The Bourne Objective
- The Bourne Objective American hardback edition
- Author: Robert Ludlum (series creator) Eric Van Lustbader
- Language: English
- Series: Jason Bourne
- Genre: Spy, thriller
- Publisher: Orion Books (UK) Grand Central Publishing (US)
- Publication date: May 27, 2010 (UK) June 1, 2010 (US)
- Publication place: United States
- Media type: Print (hardback & paperback), audiobook
- Pages: 448 pp (first edition)
- ISBN: 978-1-4091-0163-5
- Preceded by: The Bourne Deception
- Followed by: The Bourne Dominion

= The Bourne Objective =

2010 novel by Eric Van Lustbader

The Bourne Objective is the eighth novel in the Bourne series and fifth by Eric Van Lustbader. The book was released on June 1, 2010, as a sequel to The Bourne Deception.
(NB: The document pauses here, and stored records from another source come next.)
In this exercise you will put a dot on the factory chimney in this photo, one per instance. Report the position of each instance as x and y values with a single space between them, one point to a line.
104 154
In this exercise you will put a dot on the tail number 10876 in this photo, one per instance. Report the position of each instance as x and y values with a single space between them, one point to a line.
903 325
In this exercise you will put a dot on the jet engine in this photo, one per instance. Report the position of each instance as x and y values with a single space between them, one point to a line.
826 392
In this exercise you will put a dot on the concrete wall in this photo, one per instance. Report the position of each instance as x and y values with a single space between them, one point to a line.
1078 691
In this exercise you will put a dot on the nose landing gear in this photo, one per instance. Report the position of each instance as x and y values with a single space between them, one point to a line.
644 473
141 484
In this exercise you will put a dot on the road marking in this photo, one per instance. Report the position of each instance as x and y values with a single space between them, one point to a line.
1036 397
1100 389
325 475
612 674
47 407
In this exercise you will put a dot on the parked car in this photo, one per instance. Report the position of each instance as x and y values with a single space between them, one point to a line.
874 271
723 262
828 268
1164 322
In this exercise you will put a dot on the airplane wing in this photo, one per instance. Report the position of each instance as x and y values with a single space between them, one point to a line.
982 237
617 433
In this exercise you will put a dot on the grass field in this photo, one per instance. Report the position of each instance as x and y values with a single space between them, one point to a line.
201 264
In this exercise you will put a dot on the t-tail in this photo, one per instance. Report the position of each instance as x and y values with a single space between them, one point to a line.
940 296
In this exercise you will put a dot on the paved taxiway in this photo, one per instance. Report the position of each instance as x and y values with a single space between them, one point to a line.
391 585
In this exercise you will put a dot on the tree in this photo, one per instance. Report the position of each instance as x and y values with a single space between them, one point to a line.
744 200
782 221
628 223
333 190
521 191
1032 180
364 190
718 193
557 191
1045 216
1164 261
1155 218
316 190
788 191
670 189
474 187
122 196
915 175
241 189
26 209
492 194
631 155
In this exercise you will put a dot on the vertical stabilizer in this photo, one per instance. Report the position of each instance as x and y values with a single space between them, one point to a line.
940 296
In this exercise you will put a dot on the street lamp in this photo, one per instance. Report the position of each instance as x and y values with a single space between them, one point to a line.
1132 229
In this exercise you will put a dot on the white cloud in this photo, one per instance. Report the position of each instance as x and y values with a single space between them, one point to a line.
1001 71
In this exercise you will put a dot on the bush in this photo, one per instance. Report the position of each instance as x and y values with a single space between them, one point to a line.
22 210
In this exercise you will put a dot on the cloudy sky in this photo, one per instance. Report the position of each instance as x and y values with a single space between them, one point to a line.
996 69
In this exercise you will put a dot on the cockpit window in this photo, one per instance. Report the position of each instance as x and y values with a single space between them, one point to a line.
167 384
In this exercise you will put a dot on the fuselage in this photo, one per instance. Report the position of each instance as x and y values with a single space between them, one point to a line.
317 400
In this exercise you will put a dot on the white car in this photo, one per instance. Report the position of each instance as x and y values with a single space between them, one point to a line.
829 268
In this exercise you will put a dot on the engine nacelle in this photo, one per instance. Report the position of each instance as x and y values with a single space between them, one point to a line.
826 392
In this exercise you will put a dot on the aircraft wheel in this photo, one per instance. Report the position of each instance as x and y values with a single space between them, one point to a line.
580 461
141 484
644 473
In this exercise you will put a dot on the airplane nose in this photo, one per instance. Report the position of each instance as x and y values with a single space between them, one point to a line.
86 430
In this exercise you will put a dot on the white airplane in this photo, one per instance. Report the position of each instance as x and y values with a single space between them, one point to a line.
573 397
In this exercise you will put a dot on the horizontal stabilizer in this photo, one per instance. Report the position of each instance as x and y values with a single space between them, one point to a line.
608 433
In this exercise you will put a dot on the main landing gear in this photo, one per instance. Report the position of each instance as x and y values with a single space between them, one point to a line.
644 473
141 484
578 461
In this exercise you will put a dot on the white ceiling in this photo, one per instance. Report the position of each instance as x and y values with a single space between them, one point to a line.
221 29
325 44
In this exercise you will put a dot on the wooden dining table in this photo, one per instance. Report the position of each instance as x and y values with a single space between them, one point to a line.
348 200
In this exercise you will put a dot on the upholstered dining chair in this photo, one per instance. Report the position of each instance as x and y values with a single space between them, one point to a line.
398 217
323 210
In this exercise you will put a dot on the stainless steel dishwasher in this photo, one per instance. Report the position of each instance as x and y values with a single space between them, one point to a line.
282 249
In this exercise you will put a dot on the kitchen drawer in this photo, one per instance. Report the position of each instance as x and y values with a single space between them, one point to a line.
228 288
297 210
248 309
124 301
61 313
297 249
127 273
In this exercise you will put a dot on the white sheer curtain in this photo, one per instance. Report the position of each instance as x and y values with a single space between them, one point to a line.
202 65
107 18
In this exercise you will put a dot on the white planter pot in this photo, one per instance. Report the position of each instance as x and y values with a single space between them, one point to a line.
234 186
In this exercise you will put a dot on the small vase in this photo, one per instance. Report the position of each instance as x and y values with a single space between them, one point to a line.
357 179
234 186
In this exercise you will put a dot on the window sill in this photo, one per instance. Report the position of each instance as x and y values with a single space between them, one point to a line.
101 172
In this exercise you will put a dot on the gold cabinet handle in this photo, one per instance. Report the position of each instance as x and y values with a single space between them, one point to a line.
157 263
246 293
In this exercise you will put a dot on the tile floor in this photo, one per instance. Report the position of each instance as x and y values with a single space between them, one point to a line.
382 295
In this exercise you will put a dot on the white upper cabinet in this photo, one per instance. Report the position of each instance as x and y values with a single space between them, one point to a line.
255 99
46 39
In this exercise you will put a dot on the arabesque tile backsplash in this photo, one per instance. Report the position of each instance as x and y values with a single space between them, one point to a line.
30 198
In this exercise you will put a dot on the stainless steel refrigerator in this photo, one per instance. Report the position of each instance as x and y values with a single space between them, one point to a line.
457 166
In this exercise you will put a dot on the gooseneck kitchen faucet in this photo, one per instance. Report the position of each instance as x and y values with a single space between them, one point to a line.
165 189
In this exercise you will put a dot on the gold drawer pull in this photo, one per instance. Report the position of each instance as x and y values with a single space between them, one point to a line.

This novel continues very shortly after the end of Deception, with Bourne in a race against his nemesis, Leonid Arkadin, to unlock the potential mystery of King Solomon's Gold, while fighting Russian mercenaries, assassins sent by the U.S. government, and confronting a mysterious organization that threatens to take over and run the world.

== Reception ==
For the Bookreporter, Ray Palen, commends the author stating that: "the last few chapters will have readers gasping for breath. It is reassuring to know that, in the able hands of Eric Van Lustbader, Jason Bourne is alive and well and continuing to search for the truth to his own existence and overall purpose."